Questa informazione, secondo James Pomeroy, economista di HSBC, è sbagliata e stima un picco ben prima, nel 2042. Ma per quale motivo il picco sembra essere utile capirlo? Perché se statisticamente il crollo demografico dovrebbe seguire una curva specifica, il punto di rottura sembra essere traumatico. Sia chiaro, non si parla di apocalisse, si parla di un contesto sociale ed economico al collasso che fa fatica a reggere il consumo di un gran numero di persone, portando al crollo demografico più velocemente. In fondo non parliamo di niente di diverso dal ciclo delle risorse.
Normalmente tutte le specie animali sono predisposte a crescere in un ambiente stabile e ricco di risorse. Ma arriva un punto di rottura nel quale scarseggiano quelle risorse che hanno reso possibile la loro crescita. Così il numero demografico si contrae a causa della mancanza di risorse, aumento dei predatori e delle malattie. Il senso è lo stesso per tutti gli esseri viventi del pianta, compreso l’uomo.
Così negli ultimi 200 anni siamo passati da 1 miliardo a 8. La crescita, però, come spiegano le Nazioni Unite, continua a rallentare, come a segnarci il punto di fine di questa crescita in questo secolo. Il tasso di fertilità che abbiamo sopra citato e che sta determinando questo rallentamento, è determinato ad un occidente che ha tirato il freno a mano demografico. Infatti nei prossimi 3 decenni si calcola un crollo della popolazione europea, ma un aumento di quella Indiana.
In questo contesto arriva una nuova ricerca, quella di William Rees, pubblicata su World che presenta una visione decisamente più catastrofica. “abbiamo adottato uno stile di vita auto-sabotante, in cui le risorse finite che hanno permesso alla nostra società di prosperare prima o poi saranno insufficienti“. Torna il discorso del ciclo delle risorse che ci dimostra il grande limite della nostra società.
Consumo incontrollato e sfruttamento delle risorse finite hanno un solo risultato: scenari molto negativi. In questo l’Earth Overshoot Day ci regala un ottimo spaccato. Ma di cosa parliamo? Si definisce Earth Overshoot Day la data del calendario in cui il consumo di risorse dell’umanità per l’anno supera la capacità del nostro pianeta di rigenerare quelle risorse quell’anno.

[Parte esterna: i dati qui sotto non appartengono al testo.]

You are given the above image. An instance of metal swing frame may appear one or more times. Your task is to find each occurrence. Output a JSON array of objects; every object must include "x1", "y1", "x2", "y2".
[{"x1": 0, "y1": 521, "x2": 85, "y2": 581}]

In questo Rees ci mostra un punto di vista molto più crudo. Al finire del secolo finiranno le risorse di una società come la nostra, che consuma e continua a crescere. E quando ciò succederà bisognerà scendere a patti con quanto sta accadendo ed il crollo demografico sarà inevitabile e vertiginoso. Come affermano le Nazioni Unite, che parlano di arrivare nel 2100 con la metà della popolazione, Rees conferma e spiega che non stiamo parlando solo di numeri, ma di cosa accadrà alla popolazione umana: crisi economica, idrica e di cibo, malattie e carestie.
Fa paura e forse è descritto con più enfasi di quello che vedremo o vedranno le prossime generazioni, ma di certo non possiamo aspettarci di vivere nella serenità e nell’illusione infantile che andrà sempre tutto bene.